In this new column, we take a look at things at Booth that are seemingly far beyond the realms of rationality. Today we look at one of the mainstays of industry groups.
Consider all the aspiring bankers who have looked desperately at their pants just before a corporate conversation and wondered anxiously if they were too “light”. The consultants who weighed the pros and cons of taking a bathroom break during a panel talk. The aspiring tech titans who showed up half an hour late for a lunch-and-learn after waking up at 11. Despite the differences in career tracks, there is one thing that keeps us all united – the dreaded no-show check. The subject of so many angry, pleading and minutiae-debating emails and the topic of so many Pulitzer (Pinocchio?) winning accounts of “I got there at 11:44 but the co-chairs had already shut the doors!”. Estimates show that 26.4% of all students have had at least one no-show check cashed during their time at Booth.

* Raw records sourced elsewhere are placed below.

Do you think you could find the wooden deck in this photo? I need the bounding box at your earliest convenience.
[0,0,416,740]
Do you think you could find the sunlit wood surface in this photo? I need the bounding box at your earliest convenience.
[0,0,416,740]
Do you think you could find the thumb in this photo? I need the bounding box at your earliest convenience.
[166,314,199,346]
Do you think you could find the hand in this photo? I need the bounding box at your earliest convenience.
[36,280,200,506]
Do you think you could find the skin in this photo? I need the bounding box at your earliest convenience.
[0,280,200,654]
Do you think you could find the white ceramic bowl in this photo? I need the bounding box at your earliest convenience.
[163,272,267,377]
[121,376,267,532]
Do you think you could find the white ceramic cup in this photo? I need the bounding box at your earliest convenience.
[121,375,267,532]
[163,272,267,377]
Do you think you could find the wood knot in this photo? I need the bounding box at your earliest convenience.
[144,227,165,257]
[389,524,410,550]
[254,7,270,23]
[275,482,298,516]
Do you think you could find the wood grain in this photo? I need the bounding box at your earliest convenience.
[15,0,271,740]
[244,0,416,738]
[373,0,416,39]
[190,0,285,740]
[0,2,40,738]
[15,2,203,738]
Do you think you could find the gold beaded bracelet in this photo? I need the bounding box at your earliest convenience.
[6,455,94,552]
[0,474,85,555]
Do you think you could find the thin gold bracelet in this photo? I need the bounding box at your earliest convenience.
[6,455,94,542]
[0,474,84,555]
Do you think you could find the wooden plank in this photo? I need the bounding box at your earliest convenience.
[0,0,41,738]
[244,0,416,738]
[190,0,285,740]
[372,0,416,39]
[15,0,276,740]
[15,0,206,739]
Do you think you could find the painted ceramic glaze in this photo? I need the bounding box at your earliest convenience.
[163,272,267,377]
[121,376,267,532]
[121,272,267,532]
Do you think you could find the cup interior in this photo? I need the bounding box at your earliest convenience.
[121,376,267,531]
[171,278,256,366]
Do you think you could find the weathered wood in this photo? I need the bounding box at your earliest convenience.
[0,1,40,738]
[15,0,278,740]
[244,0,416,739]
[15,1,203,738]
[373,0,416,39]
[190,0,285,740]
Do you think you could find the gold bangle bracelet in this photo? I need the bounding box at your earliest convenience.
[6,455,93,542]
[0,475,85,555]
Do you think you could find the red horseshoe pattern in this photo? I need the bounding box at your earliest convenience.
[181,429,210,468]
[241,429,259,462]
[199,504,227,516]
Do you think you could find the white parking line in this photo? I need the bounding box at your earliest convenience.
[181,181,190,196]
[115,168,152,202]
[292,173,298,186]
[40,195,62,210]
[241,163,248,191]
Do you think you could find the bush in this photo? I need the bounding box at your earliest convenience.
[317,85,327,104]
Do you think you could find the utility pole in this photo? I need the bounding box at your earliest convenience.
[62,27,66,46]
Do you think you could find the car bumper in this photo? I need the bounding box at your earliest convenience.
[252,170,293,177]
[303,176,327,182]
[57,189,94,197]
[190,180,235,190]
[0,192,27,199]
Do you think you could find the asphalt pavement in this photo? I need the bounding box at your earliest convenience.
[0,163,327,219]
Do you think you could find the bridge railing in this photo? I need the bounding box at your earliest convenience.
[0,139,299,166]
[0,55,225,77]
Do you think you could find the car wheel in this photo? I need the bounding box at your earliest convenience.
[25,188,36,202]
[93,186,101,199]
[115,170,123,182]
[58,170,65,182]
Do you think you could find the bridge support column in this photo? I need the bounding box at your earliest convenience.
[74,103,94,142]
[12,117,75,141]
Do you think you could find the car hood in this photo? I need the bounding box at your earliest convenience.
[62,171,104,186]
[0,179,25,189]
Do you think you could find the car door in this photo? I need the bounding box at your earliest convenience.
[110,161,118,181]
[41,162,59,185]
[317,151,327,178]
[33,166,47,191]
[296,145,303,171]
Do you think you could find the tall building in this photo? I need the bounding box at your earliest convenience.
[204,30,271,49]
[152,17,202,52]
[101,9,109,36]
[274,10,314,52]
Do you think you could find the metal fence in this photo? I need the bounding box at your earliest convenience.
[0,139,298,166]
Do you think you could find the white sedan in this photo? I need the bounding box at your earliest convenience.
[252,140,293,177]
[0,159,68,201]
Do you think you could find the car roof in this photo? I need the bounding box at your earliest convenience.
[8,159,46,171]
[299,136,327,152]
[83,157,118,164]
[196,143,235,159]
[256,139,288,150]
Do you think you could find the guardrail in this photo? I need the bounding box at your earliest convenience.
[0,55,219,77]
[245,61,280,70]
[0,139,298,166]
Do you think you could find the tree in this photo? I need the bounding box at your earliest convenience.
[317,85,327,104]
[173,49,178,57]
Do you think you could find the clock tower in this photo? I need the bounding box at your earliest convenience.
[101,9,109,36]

But the question arises, why do we still use no-show checks? This is after all, an age when former Pet.com investors pontificate on Twitter on the “growth of the nouveau riche, the pointlessness of the salary person rat-race and the emergence of a new purpose for humanity”– after making a $200 paper profit on their Bitcoin investments. An age when even the more traditional parts of Booth seem to have woken up to this new reality with “The Fintech Revolution” somehow breaking in to the bastion of efficient markets and traditional finance courses. Most first years visit the bank for the first and last time just to pick up check books.
The answer lies in a complicated mesh of how clubs and student groups are set up, plus the fundamental structure of a potential delayed payment, that this journalist is not paid enough to go into.
However, Booth not have to live with this status quo forever. “NoShowers”, a startup founded by Booth alumni are aiming to solve this problem through a subscription-based, deep learning enabled, AI-powered solution that uses IoT sensors at event venues and blockchain driven transactions to solve this challenging problem. NoShowers recently won “Most buzzwords in their mission statement” and “Most confusingly named startup” at CES. However, it may be a while before they have a product in the market, so Boothies will have to leave the cocoon that is 5807 Woodlawn and go to the uncharted territory of S. Ellis to visit Citibank for at least one more year.